Dans les sociétés où la justice sociale n’est pas une priorité et le néolibéralisme le dénominateur commun, le coronavirus est vécu comme une double peine. La crise économique générée est encore plus violente dans les pays où il n’y a pas un tissu solide de protection sociale, où les travailleurs ne sont pas protégés, où les infrastructures de santé sont faibles et l’accès à la nourriture de plus en plus difficile, c’est le cas dans de nombreux pays Latino-Américains.
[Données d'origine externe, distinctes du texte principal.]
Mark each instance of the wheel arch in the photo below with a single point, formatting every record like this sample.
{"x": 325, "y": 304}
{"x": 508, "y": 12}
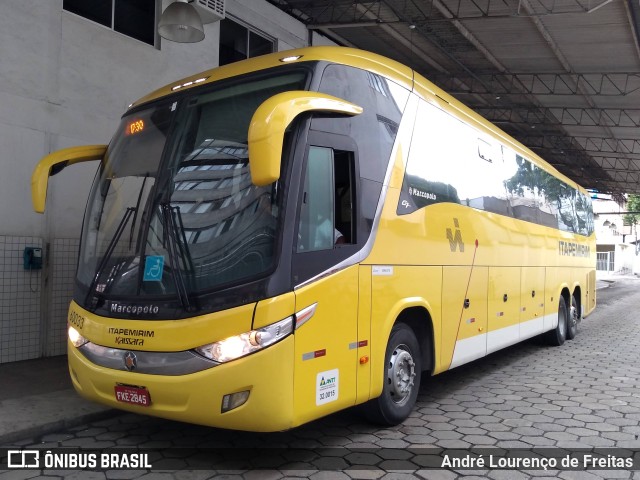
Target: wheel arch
{"x": 420, "y": 321}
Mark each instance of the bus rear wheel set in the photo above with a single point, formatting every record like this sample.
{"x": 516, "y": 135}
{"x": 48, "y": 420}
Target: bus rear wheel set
{"x": 568, "y": 319}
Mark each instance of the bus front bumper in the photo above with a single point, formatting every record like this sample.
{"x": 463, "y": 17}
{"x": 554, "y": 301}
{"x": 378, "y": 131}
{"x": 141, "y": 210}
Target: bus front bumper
{"x": 198, "y": 397}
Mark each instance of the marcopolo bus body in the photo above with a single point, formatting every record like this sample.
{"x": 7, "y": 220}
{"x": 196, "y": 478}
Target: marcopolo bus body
{"x": 277, "y": 239}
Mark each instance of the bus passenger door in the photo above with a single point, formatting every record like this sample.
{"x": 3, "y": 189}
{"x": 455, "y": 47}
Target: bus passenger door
{"x": 504, "y": 307}
{"x": 532, "y": 311}
{"x": 326, "y": 342}
{"x": 464, "y": 314}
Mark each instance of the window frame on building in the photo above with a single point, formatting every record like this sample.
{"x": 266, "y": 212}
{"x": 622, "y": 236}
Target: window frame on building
{"x": 110, "y": 20}
{"x": 250, "y": 32}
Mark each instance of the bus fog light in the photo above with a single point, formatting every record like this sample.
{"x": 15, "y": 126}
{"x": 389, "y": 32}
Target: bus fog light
{"x": 240, "y": 345}
{"x": 234, "y": 400}
{"x": 76, "y": 339}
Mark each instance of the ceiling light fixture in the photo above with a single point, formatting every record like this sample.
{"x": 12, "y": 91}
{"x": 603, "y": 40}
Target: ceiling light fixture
{"x": 180, "y": 22}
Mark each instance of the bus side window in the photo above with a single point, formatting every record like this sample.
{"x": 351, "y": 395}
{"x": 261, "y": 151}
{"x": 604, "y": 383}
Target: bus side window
{"x": 326, "y": 214}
La pandémie n’a pas seulement démontré la nécessité d’un État solide et protecteur. Elle nous a également confirmé que le modèle néolibéral, enraciné dans la pensée occidentale, n’est pas durable. Les différents groupes qui dominent le système économique et financier mondial savent se restructurer en période de crise au détriment de la population et de l’environnement.
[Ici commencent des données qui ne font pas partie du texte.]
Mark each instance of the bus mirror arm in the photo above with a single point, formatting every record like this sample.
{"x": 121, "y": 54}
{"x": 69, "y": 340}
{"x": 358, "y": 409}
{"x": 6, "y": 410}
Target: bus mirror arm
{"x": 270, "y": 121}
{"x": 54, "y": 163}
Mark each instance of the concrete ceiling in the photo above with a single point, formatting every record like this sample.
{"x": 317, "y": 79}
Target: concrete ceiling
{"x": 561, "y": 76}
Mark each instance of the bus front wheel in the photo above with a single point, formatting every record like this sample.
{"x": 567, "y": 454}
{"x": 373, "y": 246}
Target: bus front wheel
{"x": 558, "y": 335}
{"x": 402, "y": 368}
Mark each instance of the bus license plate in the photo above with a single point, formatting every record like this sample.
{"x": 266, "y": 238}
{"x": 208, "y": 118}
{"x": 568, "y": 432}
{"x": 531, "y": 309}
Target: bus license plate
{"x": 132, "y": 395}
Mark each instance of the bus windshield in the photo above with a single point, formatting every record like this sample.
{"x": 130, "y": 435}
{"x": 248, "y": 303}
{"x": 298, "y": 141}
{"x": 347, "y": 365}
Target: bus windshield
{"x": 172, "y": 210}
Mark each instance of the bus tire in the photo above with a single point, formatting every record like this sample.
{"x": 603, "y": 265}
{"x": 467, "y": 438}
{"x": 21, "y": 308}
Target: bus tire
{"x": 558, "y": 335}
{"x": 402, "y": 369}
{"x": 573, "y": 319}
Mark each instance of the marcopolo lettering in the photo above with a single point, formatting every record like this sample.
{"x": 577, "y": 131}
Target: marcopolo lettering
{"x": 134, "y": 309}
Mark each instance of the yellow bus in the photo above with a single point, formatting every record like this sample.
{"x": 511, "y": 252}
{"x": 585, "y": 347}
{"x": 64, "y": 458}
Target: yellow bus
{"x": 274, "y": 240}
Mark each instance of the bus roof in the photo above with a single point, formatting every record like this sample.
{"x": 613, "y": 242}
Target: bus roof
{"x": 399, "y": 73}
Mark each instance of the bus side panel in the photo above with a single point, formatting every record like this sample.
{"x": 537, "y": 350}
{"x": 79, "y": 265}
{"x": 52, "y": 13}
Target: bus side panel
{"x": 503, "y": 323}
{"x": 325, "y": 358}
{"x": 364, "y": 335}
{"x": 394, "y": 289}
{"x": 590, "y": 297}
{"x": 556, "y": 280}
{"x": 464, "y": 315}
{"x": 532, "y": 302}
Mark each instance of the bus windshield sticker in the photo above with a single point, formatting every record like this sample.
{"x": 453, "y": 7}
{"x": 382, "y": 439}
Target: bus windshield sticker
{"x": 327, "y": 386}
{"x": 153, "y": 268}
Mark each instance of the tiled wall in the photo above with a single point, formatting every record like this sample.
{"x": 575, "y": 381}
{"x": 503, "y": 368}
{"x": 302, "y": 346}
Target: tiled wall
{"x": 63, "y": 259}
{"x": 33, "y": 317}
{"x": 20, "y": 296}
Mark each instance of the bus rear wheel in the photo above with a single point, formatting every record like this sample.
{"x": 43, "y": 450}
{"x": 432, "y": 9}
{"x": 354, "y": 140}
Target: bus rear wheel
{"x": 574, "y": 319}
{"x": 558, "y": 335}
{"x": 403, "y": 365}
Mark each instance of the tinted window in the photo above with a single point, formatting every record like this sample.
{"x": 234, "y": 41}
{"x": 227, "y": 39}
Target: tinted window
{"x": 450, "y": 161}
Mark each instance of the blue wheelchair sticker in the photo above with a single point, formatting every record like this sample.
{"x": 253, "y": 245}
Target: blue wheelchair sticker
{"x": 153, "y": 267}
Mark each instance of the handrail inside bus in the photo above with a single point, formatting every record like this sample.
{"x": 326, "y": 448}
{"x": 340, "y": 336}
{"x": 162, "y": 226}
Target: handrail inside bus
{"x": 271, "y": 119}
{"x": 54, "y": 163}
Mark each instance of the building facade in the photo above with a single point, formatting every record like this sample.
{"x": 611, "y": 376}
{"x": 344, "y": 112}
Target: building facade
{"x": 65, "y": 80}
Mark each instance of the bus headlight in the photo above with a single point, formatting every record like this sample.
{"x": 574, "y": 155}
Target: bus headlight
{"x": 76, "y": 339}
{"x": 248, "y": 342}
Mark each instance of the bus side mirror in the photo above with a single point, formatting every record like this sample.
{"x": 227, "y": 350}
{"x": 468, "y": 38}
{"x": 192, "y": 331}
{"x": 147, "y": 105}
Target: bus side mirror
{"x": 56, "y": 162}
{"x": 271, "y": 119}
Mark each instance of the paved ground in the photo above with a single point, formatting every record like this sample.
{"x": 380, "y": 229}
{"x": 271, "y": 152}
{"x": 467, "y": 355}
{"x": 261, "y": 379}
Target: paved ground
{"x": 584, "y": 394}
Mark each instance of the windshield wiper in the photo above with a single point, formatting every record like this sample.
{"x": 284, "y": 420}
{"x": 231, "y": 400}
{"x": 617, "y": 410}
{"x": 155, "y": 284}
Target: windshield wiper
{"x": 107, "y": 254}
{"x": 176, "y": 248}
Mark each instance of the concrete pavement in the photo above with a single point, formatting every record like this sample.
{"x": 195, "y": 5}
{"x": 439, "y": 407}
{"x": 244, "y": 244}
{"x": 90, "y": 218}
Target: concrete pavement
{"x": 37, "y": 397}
Ces dynamiques ne vont pas de pair avec ce que nous devons faire pour la survie de l’humanité au XXIème siècle. Aujourd’hui, ce n’est pas une question idéologique, c’est une question de bon sens. Nos sociétés ne sont pas durables si un être humain ne peut vivre dignement dans son pays.
Au cours de cette pandémie, nous constatons qu’au fur et à mesure que nos activités diminuent, la nature reprend du terrain, une flore et une faune plus présentes, réduction de la pollution dans les principales villes du monde… Encore une fois, tout cela indique qu’une grande partie de l’activité humaine se fait au détriment de la nature.
Dans cette même période, nous avons apprécié et été acteurs de la vague de fraternité depuis les balcons du Sud et du Nord, reconnaissants du travail de milliers d’hommes et de femmes, et exigeant un système de santé publique plus fort et pérenne.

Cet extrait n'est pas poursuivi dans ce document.